Frequently asked questions

Q1

Can I evict a tenant in Baltimore for just one late payment?

Yes, if they don't pay within the 10-day notice period after you serve a proper "Failure to Pay Rent" notice. However, consider the costs and time involved. Sometimes, working out a payment plan is more practical than immediate eviction for a single late payment.
Q2

What if my tenant claims their income source is protected?

Maryland has statewide source-of-income protection. This means you cannot deny an applicant or evict a tenant solely because they use a housing voucher or other public assistance. If a tenant raises this defense in an eviction, you need to show the eviction is based on a legitimate, non-discriminatory reason (like non-payment of rent, not the source of that rent).
Q3

How long does it really take to get a tenant out in Baltimore?
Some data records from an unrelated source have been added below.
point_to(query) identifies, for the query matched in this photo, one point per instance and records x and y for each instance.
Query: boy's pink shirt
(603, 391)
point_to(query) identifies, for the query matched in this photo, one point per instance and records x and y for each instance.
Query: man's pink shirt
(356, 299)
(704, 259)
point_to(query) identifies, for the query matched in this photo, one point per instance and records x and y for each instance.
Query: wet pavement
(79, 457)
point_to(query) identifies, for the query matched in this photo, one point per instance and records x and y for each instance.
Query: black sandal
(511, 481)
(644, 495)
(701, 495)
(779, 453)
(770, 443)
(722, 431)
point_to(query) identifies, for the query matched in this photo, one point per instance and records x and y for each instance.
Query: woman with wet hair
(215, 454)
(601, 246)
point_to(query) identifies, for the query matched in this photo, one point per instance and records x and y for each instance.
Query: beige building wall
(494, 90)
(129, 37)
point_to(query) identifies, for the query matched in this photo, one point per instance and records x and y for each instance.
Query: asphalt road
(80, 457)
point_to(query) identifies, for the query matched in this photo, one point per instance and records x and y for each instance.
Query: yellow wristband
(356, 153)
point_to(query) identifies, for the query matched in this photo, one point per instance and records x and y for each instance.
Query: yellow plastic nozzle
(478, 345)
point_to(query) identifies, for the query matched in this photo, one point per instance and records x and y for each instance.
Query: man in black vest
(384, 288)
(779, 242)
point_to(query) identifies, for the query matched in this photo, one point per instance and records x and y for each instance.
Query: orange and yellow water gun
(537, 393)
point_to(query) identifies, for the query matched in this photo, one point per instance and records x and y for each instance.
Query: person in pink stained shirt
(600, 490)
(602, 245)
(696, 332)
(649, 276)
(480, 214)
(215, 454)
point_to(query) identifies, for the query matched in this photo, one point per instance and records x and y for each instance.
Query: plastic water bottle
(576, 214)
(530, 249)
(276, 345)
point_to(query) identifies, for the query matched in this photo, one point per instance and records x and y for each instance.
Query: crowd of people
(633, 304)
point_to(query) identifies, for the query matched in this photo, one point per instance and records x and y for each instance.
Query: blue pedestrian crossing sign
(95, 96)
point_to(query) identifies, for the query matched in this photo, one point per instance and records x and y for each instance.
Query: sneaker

The typical timeline is 147 days. This includes the notice period, court process, and potential sheriff lockout. It can be shorter if the tenant moves out quickly, or longer if they fight the eviction or appeal.
Q4

Do I need a lawyer for an eviction in Baltimore?

While you can represent yourself, it's highly recommended to hire a lawyer. Baltimore's courts are tenant-friendly, and the process has many legal technicalities. A small procedural error can cause significant delays or even dismissal, costing you more in the long run.
Q5

Can I raise the rent in Baltimore without limits?

Maryland does not have statewide rent control. Our Maryland rent control rules page confirms this. However, local jurisdictions can sometimes enact their own rules, so always check for any specific Baltimore city ordinances. Generally, you can raise rent to market rates with proper notice (typically 60 days for month-to-month, or at the end of a lease term).
Q6

What are the biggest risks for landlords in Baltimore?

The biggest risks are the long eviction timelines, high costs, and strong tenant protections (including source-of-income). The high economic stress sub-score (8.5/10) also indicates a higher likelihood of tenants struggling to pay rent, increasing your risk of needing to evict. Staying informed on Maryland tenant protections is crucial.
06Score

What this score means for landlords2

A 8.5/10 places Baltimore in the 100th percentile of Maryland cities on the Eviction Risk Score index. The score is the average of the nine sub-axes, all calibrated on a national 1 to 10 scale where 1 is most landlord-friendly and 10 is most tenant-protective. The 50-year reconstruction shows this score has risen sharply since 1976, a structural drift driven by court-calendar growth, rent-control adoption, and the rise of tenant-side legal aid. The trajectory matters more than the snapshot: the score is the climate, not the weather.